166 : ◆bXfZj5FIu6 :2016/04/09(土) 18:39:06.13 ID:UTIW4pM7o
剣聖「ああ、勇者がいない事に気が付かないまま、俺達だけで盛り上がっていた事だ」
勇者「ああ、なんか宴会の時、みんなからも似たような事を言われて、また謝られたっけ。全員、気にしないでって言っておいたんだけど……」
剣聖「酒も入ってて感情が出やすかったんだろう。みんな、許してもらったとはいえ、まだ気にかけていただろうからな」
勇者「前も言ったけど、正直、あの時の事を俺はほとんど覚えてないから、いいんだけどね。みんなが助かってほっとした事しか記憶にないし……」
剣聖「とはいえな。勇者はそれで良くても、俺自身にはわだかまりというか、しこりが出来てしまっているからな」
剣聖「だから、今からけじめをつけさせてくれないか、勇者」
勇者「けじめ?」

167 : ◆bXfZj5FIu6 :2016/04/09(土) 18:39:55.81 ID:UTIW4pM7o
剣聖「ああ、俺を一発殴ってくれ。勝手な言い分かもしれないが、それですっきりさせたいんだ」
勇者「殴れって……。やめようよ、剣聖。そんな事しなくても」
剣聖「いや、頼む。それで俺は今回の事にけじめをつけるつもりだ。そういう気質だからな」
勇者「そういえば……昔もこんな事が一回あったけ。子供の頃にさ」
剣聖「ああ。あの時も最初は勇者は拒否したけど、最終的には一発殴ったよな。だから、今回も頼む」
勇者「……わかった。なら、これでお互い忘れようか。もうこの話はなしで」
剣聖「ああ。そのつもりだ。だから、勇者。手加減とかせずに、思いっきりいってくれよ」
勇者「うん。じゃあ……」スッ (構える)
剣聖「おう」(歯を食い縛る)
「行くよ!」
「来い!」
「せーのっ!!」
ズガゴラバキボキガッキーーーーーンンンンッッ!!!!!!!
「ごぶがらぎぶごふごあああああああああああああああああああああっっっ!!!!」
ヒューン……キラーン!!!
「け、剣聖ーーーーーーーーーーーっっっ!!!!」

168 : ◆bXfZj5FIu6 :2016/04/09(土) 18:40:40.48 ID:UTIW4pM7o
その日、夜空に一つの流れ星が舞った。
それを眺めた人の何人かは、揃って夜空に向けて似たような願い事をした。
「この平和がずっと続きますように……」
その願いはきっと叶うだろう。
勇者と、その勇者の仲間達がいる限りは、永遠に……。

169 : ◆bXfZj5FIu6 :2016/04/09(土) 18:42:45.63 ID:UTIW4pM7o
残された記録によると、勇者達の旅はここで終わりを迎える事になる。
勇者は途中でなついた天海竜と共に王都へと戻り、しばらく経った後で姫と結婚式を挙げた。

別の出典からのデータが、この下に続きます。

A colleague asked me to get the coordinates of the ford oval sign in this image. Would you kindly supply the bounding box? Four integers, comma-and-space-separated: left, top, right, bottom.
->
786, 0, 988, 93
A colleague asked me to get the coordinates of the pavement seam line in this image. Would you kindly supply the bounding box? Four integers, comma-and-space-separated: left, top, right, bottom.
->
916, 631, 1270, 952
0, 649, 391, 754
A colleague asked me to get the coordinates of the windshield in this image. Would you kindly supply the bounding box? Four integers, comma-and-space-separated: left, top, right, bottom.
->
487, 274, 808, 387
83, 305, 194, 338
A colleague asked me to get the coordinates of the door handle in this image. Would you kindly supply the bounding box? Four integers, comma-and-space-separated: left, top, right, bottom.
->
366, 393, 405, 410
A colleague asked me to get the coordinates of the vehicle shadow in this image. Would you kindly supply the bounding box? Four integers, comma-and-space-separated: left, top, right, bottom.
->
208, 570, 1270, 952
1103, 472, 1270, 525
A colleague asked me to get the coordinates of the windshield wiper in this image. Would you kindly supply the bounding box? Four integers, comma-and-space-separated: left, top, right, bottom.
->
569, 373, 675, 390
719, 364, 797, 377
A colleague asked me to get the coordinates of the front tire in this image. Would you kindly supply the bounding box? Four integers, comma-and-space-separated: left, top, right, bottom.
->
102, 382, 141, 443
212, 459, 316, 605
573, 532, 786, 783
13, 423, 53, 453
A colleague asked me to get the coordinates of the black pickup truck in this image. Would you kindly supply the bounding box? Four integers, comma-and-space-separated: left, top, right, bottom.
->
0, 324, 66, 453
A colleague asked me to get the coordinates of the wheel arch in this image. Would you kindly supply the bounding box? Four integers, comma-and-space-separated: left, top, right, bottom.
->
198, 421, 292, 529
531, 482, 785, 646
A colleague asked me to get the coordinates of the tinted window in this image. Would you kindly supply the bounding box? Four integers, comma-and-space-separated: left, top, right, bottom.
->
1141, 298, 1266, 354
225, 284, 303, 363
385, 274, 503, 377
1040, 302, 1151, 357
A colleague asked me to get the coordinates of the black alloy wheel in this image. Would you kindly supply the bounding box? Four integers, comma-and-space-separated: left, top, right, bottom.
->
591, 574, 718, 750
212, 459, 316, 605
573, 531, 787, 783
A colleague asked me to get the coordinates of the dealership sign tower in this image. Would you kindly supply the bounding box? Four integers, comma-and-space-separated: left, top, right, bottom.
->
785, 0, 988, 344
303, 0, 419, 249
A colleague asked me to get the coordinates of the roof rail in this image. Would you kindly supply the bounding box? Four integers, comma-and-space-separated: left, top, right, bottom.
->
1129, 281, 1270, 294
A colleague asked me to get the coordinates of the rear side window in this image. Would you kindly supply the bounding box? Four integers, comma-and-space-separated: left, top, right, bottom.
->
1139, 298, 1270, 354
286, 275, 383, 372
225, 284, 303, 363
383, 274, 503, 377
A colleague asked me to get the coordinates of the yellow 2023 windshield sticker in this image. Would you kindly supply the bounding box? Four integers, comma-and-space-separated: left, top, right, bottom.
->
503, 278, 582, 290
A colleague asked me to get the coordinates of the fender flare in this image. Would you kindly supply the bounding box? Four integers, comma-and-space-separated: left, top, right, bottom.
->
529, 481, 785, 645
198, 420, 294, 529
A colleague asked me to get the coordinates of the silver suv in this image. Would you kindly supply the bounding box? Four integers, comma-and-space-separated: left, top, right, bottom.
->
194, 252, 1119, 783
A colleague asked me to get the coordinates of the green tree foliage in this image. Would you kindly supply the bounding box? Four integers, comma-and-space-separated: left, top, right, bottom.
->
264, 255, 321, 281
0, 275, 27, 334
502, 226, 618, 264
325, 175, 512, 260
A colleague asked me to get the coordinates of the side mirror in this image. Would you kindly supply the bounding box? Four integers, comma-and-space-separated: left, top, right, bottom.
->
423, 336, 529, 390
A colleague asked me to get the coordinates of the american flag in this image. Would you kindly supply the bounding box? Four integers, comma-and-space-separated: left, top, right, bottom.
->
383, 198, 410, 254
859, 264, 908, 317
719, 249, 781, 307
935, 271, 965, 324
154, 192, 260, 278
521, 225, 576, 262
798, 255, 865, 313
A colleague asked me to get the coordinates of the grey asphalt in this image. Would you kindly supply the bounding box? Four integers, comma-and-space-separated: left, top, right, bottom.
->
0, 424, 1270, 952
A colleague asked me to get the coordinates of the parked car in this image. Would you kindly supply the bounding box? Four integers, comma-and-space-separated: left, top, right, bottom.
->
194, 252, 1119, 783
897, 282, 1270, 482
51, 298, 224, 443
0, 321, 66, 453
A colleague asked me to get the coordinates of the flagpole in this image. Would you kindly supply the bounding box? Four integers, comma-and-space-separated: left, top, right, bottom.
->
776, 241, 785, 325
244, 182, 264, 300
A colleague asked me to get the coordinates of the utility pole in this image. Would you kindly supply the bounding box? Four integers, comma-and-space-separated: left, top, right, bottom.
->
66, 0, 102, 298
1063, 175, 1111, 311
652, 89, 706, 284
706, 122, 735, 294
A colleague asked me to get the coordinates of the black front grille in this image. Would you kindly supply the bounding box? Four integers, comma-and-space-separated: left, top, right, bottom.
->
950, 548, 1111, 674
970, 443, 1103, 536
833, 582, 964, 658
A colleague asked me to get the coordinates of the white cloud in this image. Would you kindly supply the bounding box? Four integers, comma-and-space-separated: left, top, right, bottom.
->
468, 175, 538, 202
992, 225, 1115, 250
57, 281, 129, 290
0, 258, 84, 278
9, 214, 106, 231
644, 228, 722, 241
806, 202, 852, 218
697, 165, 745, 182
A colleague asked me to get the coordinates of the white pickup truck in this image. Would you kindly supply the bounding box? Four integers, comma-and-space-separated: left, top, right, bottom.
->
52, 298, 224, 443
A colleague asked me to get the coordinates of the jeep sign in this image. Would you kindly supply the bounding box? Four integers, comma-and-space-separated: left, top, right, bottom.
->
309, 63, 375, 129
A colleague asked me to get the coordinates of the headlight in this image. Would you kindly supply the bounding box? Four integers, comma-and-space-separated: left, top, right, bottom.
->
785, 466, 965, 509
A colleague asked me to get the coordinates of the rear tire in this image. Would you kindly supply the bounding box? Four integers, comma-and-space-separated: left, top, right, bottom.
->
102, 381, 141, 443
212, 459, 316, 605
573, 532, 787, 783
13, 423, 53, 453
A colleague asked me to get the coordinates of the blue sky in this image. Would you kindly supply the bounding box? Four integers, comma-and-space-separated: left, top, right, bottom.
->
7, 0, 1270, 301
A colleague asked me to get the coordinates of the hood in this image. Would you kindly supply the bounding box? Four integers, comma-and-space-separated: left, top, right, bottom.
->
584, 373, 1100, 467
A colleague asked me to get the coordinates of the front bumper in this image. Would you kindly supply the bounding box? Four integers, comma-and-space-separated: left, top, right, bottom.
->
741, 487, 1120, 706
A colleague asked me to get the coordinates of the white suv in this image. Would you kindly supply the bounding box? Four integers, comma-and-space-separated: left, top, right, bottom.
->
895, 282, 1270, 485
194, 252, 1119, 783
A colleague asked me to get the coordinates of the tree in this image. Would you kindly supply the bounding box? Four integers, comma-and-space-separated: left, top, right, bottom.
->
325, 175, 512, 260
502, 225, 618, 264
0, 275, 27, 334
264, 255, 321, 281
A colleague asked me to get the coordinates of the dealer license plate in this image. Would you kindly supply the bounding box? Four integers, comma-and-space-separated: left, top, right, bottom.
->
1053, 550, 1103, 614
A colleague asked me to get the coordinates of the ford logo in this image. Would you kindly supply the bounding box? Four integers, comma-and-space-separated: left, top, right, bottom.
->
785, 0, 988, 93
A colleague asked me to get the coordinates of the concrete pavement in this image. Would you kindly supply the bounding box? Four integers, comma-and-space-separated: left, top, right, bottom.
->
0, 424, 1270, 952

その後は、王族の一員として勇者として、教育制度や福祉制度の改善、軍から離脱したはぐれ魔物への対処などに尽力を注いだ。
剣聖は東の国へと戻り、王として再び政務に取り組んだ。後に東の国は完全な立憲君主制の国家へと変わる。
聖女は中央国へと戻り、女と共に教会の悪しき風習や規則を一新した。その後は妖魔の森へと旅立ち、そこで竜と暮らす道を選択する。

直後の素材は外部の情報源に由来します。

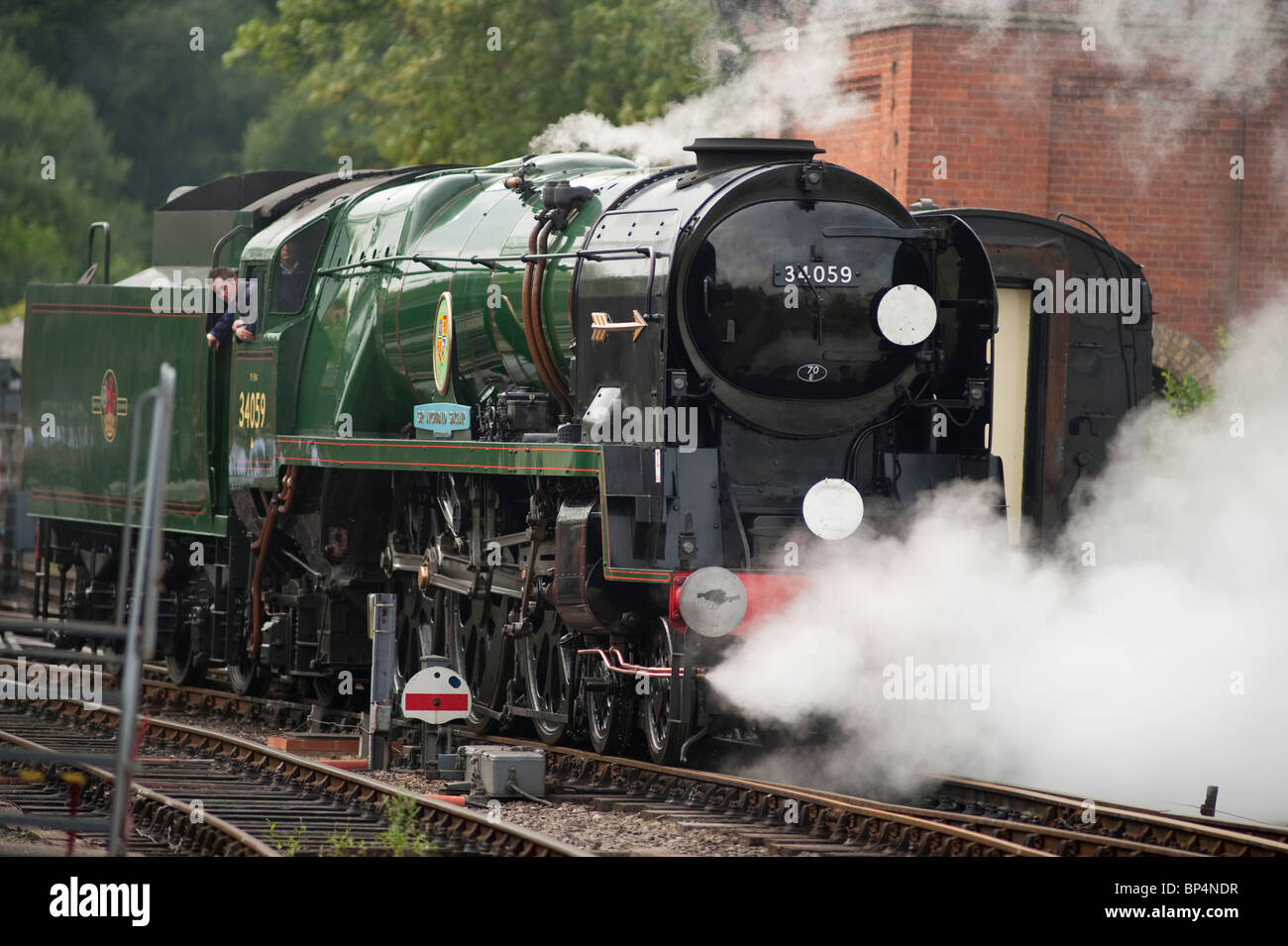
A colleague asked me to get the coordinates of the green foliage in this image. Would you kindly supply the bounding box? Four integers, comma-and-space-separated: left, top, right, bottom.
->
0, 0, 279, 205
1159, 326, 1231, 417
1162, 370, 1214, 417
0, 39, 151, 306
224, 0, 716, 164
378, 795, 434, 857
322, 827, 368, 857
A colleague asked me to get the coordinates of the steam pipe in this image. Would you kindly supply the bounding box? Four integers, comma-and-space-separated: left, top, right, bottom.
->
249, 466, 295, 657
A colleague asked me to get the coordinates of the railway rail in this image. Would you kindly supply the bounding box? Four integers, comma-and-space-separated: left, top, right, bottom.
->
463, 736, 1288, 857
5, 651, 1288, 857
0, 699, 587, 857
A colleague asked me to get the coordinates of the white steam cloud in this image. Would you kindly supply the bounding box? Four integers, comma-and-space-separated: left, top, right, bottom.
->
709, 298, 1288, 821
529, 3, 867, 166
532, 0, 1288, 821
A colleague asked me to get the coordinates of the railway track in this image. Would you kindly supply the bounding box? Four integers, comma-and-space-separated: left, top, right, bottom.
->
0, 700, 585, 857
5, 671, 1288, 857
463, 734, 1288, 857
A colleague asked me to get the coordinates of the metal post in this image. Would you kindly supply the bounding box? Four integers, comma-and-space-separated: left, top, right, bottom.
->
1199, 786, 1218, 817
108, 365, 175, 857
368, 594, 398, 769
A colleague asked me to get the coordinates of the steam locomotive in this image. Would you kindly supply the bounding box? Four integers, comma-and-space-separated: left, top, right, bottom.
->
23, 139, 1150, 762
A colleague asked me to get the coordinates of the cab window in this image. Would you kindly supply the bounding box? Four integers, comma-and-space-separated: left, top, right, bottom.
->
269, 220, 326, 315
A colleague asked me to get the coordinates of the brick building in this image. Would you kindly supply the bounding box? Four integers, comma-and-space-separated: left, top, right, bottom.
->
763, 3, 1288, 381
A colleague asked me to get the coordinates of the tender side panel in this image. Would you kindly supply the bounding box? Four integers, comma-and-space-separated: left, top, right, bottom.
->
23, 285, 223, 534
992, 289, 1031, 546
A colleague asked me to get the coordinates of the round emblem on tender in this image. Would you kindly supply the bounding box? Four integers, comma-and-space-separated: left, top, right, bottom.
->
434, 292, 452, 394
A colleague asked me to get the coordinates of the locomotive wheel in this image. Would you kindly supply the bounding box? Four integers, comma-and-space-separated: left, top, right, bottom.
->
228, 653, 271, 696
447, 594, 514, 736
164, 627, 209, 686
641, 623, 690, 766
522, 607, 576, 745
583, 655, 635, 756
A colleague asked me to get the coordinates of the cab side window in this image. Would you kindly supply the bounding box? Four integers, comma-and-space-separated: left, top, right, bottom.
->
269, 220, 326, 315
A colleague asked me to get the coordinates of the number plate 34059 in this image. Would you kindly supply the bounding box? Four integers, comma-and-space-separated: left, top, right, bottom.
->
774, 263, 859, 285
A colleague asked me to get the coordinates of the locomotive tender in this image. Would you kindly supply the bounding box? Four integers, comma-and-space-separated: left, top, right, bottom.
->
23, 139, 1150, 761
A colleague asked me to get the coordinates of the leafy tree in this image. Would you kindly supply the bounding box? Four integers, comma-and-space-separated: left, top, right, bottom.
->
0, 39, 151, 306
241, 85, 381, 173
0, 0, 277, 207
224, 0, 717, 163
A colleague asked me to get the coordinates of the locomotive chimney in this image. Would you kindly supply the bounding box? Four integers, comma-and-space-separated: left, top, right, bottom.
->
684, 138, 827, 177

女闘神はアジトへと戻り、海賊団を解散させて新しく巨大な貿易商会を立ち上げる。
真魔王は異界へと戻り、そこで変わらず魔法の研究と開発の日々を過ごした。
女大富豪は各国を旅しながら、魔物がいなくなった為にこれから必要とされるであろう、街道の建設や整備、交易事業、交通事業、観光事業などに精力的に着手した。
全員が全員とも、自分の責務を果たし、平和でより良い世界を作る努力を惜しまなかった。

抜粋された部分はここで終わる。